June 1, 2002

Do the Write Thing With Final Draft

OK. My desk is clean. Pencils are sharpened. Videotapes are arranged alphabetically. I’m ready to write.

Writing a script is hard, especially for those of us who, just as we sit down to the computer, discover a jillion other tasks to be done. Therefore, I welcome anything that makes writing easier. Last year, Final Draft, Inc., in Encino, Calif., released a program for documentary writers that really DOES make things easier: Final Draft AV (Audio/Video).

Final Draft AV doesn’t prevent procrastination, but it DOES simplify the task of writing a two-column, Audio/ Video script. Most documentary writers I know use Microsoft Word’s “table” function for writing scripts. It works just fine for me, except when the font suddenly changes for no reason, or cells appear outside of the two columns, or great gaps appear in the copy, never to be closed, or some quirky thing happens that requires my attention to formatting rather than writing—in other words, it works fine until things go wrong, which they often do. Currently I’m supervising a group of writers who are using Word for their scripts, and the results are wildly varied and almost always annoying. I find myself reformatting nearly all of the scripts. With Final Draft AV, those problems appear to be a thing of the past.

Final Draft AV is a dedicated two-column script program that’s about as foolproof as it can be, while still offering enough variations to meet the needs of most documentary writers. The video and audio for each scene stay linked, and inserting a scene is as simple as hitting the tab button, cutting and pasting. Headers and footers can handle lots of information, or can be shrunk to one line for your basic title, date and page number. For those familiar with Microsoft Word, the key stoke shortcuts are identical, so navigating the page comes naturally.

There are also some ingenious defaults that can be very useful. After you’ve typed in your shot in the Video column, you tab over to the Audio column. Automatically, the first word you type is assumed to be the name of the speaker. Type in “Narrator” and it becomes NARRATOR:, conveniently underlined, capitalized and punctuated. Hit return, and begin to type the copy. It will appear in all caps, without underlining, unless you reset the defaults. Or, hit return twice, and Final Draft AV creates a parenthetical space for stage directions.

Another of my favorite built-ins is the Thesaurus. This one offers a dictionary definition of each word selected, as well as an impressive range of synonyms, antonyms and related and contrasting words.

The program has some shortcomings, but many are already slated to be addressed. One current weakness is that the user cannot personalize the default settings. I found that I wanted to change over half the default settings, which means that every time I start a new script, I have to reset the format. The suggested workaround: create a template, save it and boot up your new scripts from the template.
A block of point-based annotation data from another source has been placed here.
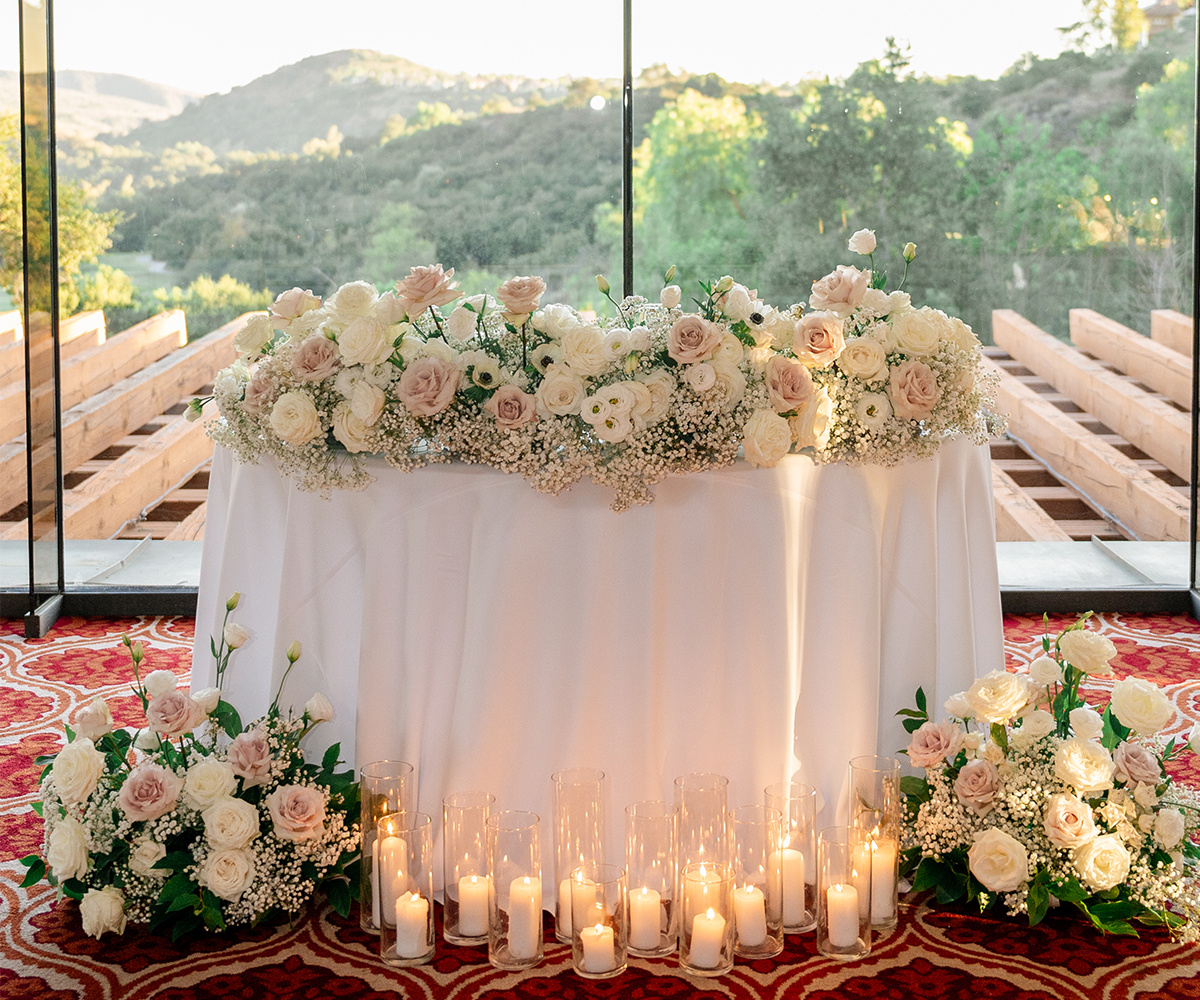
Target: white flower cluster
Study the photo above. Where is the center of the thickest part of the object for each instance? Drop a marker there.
(1048, 788)
(553, 395)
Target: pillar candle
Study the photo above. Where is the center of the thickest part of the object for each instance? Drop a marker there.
(525, 917)
(750, 915)
(645, 918)
(473, 905)
(599, 950)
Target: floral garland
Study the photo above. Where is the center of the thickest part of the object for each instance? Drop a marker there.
(1071, 804)
(555, 395)
(196, 821)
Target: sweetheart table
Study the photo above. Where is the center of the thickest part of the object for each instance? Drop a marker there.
(757, 623)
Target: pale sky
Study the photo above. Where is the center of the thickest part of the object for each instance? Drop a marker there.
(217, 45)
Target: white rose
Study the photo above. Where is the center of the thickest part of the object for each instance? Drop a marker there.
(999, 861)
(94, 719)
(767, 437)
(208, 780)
(1086, 723)
(231, 824)
(318, 708)
(1045, 671)
(67, 850)
(77, 768)
(1169, 828)
(1087, 651)
(147, 852)
(160, 682)
(1102, 863)
(1084, 765)
(227, 873)
(102, 910)
(1141, 706)
(294, 418)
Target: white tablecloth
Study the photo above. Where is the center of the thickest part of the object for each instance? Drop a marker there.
(759, 623)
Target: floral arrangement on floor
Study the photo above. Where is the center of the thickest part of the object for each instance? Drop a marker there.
(195, 820)
(1031, 795)
(555, 395)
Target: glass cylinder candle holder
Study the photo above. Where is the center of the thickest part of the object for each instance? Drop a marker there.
(579, 834)
(798, 852)
(875, 809)
(707, 924)
(757, 880)
(651, 875)
(465, 866)
(514, 897)
(387, 788)
(844, 893)
(599, 921)
(406, 888)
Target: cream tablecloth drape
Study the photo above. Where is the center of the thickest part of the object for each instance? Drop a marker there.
(757, 623)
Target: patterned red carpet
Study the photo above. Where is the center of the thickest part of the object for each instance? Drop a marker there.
(43, 952)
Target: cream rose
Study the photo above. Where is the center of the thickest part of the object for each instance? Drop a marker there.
(227, 874)
(767, 437)
(208, 780)
(102, 910)
(999, 861)
(427, 385)
(1084, 765)
(150, 790)
(1068, 821)
(298, 812)
(77, 770)
(1102, 863)
(1141, 706)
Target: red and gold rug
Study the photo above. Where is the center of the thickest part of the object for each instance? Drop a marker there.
(45, 954)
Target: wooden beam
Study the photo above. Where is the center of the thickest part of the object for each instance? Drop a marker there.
(101, 506)
(1144, 504)
(1159, 367)
(1144, 420)
(91, 426)
(1018, 516)
(1171, 329)
(99, 367)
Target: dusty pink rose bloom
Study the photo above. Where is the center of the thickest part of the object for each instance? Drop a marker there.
(693, 339)
(1137, 764)
(840, 291)
(250, 758)
(511, 407)
(977, 785)
(819, 339)
(298, 812)
(913, 390)
(427, 385)
(426, 286)
(317, 359)
(521, 295)
(935, 742)
(789, 383)
(149, 791)
(173, 713)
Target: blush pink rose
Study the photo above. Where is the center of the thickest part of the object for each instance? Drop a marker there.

Another shortcoming is that Final Draft AV files can only be opened by a Final Draft AV program. If you want to send your script to someone who doesn’t have the program, you’ll need to convert the file to a Rich Text Format document. When I did that, it converted easily to Word, but I lost my headers and footers, and the pagination was slightly changed. Converting the same script back to Final Draft AV resulted in some odd formatting and lost text. However, the masterminds at Final Draft, Inc. have posted a free demo program on their website that will allow anyone to read and print a Final Draft AV document.

Speaking of the website, it’s well worth visiting if you’re thinking about buying the software, and you should certainly visit after you buy it. There are continual program updates, product information, and a “Knowledge” area for trading ideas about the software. An e-mail service is available for people with specific questions, and the answers are posted for all to see. The website is well designed, easy to navigate and informative, and it gives the impression that the Final Draft Folks know what they’re doing.

With the recent release of their other script program, Final Draft 6.0, the developers at Final Draft, Inc. are now turning their attention to improvements on Final Draft AV. Their website solicits suggestions from users, and the program designers really seem to be listening. You too can be part of the process! Check it out at www.finaldraft.com.

Final Draft AV is a very good program that looks as if it could evolve into an excellent one. It’s got the potential to become an industry standard.

System requirements:

  • Macintosh: PowerPC Mac, MacOS version 8.6 or later, 32MB of RAM, 20MB of available hard-disk space, CD-ROM drive
  • Windows: Pentium or better PC, Windows 98/NT/2000/ME/XP, 32MB of RAM, 20MB of available hard-disk space, CD-ROM drive
  • Retail: $179

 

Bob Niemack is series producer for the documentary series Medical Diary on Discovery health Channel.